Muhammadiyah selaku Organisasi penggerak di bidang pendidikan mengaku tak sepakat dengan usulan ini. Prof. Haedar Nasir, Ketua Umum PP Muhammadiyah menganggap bahwa hal ini menyalahi amanah konstitusi.

Perlu kita fahami bersama, pengertian PPN, dasar hukum PPN dan sejarah implementasi PPN itu sendiri.

Sejarah dan dasar hukum PPN
PPN merupakan sebuah protokol pajak yang diimplementasikan pada tahun 1983. PPN menyasar kalangan industri dan penyedia layanan. Nilai PPN adalah 2,5% dari nilai transaksi.

Dasar hukum PPN dituangkan dalam UU No.8 tahun 1983 tentang PPnBM (Pertambahan pajak nilai & Barang mewah). Kemudian direkontruksikan ulang pada 2009 dengan UU No. 42 tahun 2009.

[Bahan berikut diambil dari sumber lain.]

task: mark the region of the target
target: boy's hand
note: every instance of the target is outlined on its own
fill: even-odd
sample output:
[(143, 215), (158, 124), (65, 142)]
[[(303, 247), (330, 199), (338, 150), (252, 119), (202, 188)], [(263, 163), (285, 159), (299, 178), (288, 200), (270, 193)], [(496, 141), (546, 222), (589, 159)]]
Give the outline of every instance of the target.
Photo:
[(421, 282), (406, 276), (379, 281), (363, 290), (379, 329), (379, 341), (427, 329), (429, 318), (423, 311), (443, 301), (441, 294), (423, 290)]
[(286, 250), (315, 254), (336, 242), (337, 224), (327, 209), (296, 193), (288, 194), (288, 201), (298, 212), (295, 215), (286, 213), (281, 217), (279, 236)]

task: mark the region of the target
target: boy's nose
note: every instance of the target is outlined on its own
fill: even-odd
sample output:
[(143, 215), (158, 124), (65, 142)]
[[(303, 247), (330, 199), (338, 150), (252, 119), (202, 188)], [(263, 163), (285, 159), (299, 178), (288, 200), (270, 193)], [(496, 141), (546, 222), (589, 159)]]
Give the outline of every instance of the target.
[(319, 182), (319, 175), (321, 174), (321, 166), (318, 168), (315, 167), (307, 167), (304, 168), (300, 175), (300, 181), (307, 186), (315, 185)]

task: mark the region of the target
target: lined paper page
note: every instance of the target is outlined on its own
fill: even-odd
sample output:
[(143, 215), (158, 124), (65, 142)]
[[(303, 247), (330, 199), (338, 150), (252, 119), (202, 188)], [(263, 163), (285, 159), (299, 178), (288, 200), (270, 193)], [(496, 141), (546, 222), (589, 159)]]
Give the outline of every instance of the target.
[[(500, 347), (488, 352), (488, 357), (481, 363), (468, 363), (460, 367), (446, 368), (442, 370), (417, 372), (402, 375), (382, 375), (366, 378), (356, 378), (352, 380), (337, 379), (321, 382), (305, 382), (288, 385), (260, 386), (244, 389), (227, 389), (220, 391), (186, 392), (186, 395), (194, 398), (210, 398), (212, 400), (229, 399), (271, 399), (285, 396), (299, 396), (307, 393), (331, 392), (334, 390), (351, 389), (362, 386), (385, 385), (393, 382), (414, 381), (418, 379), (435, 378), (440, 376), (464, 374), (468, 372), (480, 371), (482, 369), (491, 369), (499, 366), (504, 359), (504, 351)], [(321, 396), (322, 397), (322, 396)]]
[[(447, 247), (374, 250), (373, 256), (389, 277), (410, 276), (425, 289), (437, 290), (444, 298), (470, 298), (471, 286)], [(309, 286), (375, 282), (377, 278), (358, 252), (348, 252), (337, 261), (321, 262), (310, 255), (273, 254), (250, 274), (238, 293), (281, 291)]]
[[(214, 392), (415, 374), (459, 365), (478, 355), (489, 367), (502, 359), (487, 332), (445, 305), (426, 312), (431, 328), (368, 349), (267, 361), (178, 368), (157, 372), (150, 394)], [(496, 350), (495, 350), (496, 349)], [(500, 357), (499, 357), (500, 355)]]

PPN merupakan instrumen Negara dalam mekanismew pengambilan pajak. PPN menjadi salah satu alat Negara dalam mensukseskan APBN dari tahun ke tahun hingga lintas rezim. Dari rezim orde baru hingga reformasi, kebijakan mengenai PPN ini selalu menjadi komponen Pemerintah dalam menghimpun pendapatan negara. Dalam sejarahnya, PPN jarang mendapatkan perubahan, baik dari draft isi perundang-undangnnya maupun implementasinya.

Sifsat dan contoh PPN
sebagai sebuah alat hukum PPM memiliki karakter nya sendiri. PPN ini bersifat tidak langsung, objektif dan domestik.

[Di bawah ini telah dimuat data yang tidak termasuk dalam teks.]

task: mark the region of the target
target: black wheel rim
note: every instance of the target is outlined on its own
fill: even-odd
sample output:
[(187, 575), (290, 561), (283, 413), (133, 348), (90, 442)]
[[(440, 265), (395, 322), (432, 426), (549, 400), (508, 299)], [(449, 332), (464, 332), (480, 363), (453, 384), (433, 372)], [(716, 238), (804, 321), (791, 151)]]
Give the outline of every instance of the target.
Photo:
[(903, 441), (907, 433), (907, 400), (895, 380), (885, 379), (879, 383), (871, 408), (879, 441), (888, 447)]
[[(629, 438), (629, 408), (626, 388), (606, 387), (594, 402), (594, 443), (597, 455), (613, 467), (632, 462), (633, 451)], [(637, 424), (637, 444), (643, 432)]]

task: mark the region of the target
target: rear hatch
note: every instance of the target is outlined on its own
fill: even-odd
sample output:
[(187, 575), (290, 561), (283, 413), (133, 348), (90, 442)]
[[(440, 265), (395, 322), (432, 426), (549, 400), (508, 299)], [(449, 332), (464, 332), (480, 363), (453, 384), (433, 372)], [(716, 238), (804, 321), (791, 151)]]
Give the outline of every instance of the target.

Karakter tidak langsung yang dimaksud diatas adalah terkait pengambilan nominalnya. Barang yang diproduksi tidak langsung serta merta dikenakan pajak namun menunggu barang tersebut dipasarkan terlebih dahulu.

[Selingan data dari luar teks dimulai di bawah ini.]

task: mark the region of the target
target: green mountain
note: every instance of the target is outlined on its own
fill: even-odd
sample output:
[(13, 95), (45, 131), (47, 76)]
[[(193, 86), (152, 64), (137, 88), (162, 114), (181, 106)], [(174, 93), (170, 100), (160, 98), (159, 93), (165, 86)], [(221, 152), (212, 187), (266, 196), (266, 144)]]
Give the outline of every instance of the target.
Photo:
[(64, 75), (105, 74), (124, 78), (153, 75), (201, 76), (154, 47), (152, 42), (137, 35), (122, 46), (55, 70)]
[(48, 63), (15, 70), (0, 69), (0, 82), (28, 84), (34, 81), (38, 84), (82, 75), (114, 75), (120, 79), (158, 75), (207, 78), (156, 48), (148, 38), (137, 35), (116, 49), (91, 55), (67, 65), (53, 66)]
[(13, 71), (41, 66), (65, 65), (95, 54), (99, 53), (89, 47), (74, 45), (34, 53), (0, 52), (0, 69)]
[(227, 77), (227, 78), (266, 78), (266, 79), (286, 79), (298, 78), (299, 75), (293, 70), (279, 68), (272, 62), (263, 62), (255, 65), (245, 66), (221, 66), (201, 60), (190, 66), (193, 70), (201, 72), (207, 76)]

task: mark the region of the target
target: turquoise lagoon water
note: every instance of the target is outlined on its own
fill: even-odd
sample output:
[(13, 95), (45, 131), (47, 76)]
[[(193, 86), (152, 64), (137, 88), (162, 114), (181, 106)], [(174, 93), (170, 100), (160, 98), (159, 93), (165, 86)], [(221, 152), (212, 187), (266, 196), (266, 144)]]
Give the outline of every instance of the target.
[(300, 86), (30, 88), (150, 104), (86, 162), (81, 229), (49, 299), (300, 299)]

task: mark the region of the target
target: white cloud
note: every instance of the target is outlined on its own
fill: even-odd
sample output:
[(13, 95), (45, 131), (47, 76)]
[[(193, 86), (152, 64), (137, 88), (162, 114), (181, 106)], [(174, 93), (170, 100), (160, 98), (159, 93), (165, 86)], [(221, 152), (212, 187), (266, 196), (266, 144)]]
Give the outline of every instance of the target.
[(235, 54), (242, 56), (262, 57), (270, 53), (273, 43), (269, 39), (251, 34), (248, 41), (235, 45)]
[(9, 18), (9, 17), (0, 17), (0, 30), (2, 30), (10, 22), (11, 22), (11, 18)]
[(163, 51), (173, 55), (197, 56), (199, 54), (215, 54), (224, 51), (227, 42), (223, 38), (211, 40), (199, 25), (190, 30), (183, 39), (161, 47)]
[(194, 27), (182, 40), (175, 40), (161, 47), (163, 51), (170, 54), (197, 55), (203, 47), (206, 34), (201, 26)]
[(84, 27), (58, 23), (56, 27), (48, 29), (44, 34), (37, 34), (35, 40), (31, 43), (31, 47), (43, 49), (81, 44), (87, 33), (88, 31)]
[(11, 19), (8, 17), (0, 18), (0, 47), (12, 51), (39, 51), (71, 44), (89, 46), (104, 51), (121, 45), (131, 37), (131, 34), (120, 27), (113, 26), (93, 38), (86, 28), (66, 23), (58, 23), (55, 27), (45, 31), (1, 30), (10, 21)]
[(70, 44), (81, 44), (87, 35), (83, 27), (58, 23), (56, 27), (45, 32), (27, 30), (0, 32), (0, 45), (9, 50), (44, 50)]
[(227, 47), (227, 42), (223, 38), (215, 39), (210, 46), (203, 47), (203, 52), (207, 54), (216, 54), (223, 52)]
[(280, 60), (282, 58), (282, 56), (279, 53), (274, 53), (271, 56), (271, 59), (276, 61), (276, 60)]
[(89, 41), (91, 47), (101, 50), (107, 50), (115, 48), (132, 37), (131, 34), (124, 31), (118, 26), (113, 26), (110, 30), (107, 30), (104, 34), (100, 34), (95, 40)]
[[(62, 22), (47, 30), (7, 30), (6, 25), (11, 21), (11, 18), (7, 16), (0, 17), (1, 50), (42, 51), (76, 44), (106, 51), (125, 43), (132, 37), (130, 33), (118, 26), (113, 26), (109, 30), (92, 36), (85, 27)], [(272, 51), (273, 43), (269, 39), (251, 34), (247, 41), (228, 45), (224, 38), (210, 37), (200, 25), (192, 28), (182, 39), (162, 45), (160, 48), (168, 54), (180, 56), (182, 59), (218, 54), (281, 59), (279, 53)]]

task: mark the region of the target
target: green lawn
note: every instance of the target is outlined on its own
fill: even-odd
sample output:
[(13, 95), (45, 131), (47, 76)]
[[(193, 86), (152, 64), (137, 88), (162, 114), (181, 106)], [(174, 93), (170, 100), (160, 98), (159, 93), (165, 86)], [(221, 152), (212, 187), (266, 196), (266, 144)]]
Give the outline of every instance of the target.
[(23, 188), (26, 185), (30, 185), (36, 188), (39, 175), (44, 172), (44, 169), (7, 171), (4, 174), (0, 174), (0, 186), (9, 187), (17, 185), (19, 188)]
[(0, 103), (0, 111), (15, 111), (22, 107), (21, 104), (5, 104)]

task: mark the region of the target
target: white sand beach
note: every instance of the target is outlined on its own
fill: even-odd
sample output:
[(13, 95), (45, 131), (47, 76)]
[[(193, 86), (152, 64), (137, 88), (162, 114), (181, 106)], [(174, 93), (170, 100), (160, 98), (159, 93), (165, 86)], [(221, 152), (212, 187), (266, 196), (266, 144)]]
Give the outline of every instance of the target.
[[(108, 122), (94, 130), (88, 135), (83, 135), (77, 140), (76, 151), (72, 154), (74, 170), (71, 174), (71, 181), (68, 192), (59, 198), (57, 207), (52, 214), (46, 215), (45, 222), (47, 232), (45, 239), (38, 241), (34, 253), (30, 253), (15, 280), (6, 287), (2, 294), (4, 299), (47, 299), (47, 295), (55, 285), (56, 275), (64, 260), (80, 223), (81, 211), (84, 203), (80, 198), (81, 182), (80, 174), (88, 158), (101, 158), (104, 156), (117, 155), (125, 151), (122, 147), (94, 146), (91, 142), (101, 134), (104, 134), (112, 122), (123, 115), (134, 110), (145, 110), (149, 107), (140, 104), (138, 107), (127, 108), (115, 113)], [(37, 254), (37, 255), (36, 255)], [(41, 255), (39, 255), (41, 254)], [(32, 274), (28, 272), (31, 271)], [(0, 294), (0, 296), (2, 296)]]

PPB juga bersifat objektif atau tidak memihak. PPN dikenakan bagi seluruh komponen masyarakat tanpa terkecuali. Dalam undang-undang nomor 8 tahun 1983 tidak ada pengecualian dalam pemberlakuan PPN ini, sehingga rakyat, pengusaha dan pejabat sama-sama memiliki hak untuk membayar PPN.

PPN ini bersifat domestik artinya PPN hanya berlaku kepada barang dan jasa dalam negeri dan tidak berlaku bagi barang ekspor. Sejatinya, PPN hanyalah salah satu instrumen dalam pengambilan pajak Negara. Ada beberapa komponen lain seperti NPWP, pajak penghasilan, pajak kendaraan bermotor, pajak bangunan pajak tanah dan berbagai macam instrumen perpajakan lainnya.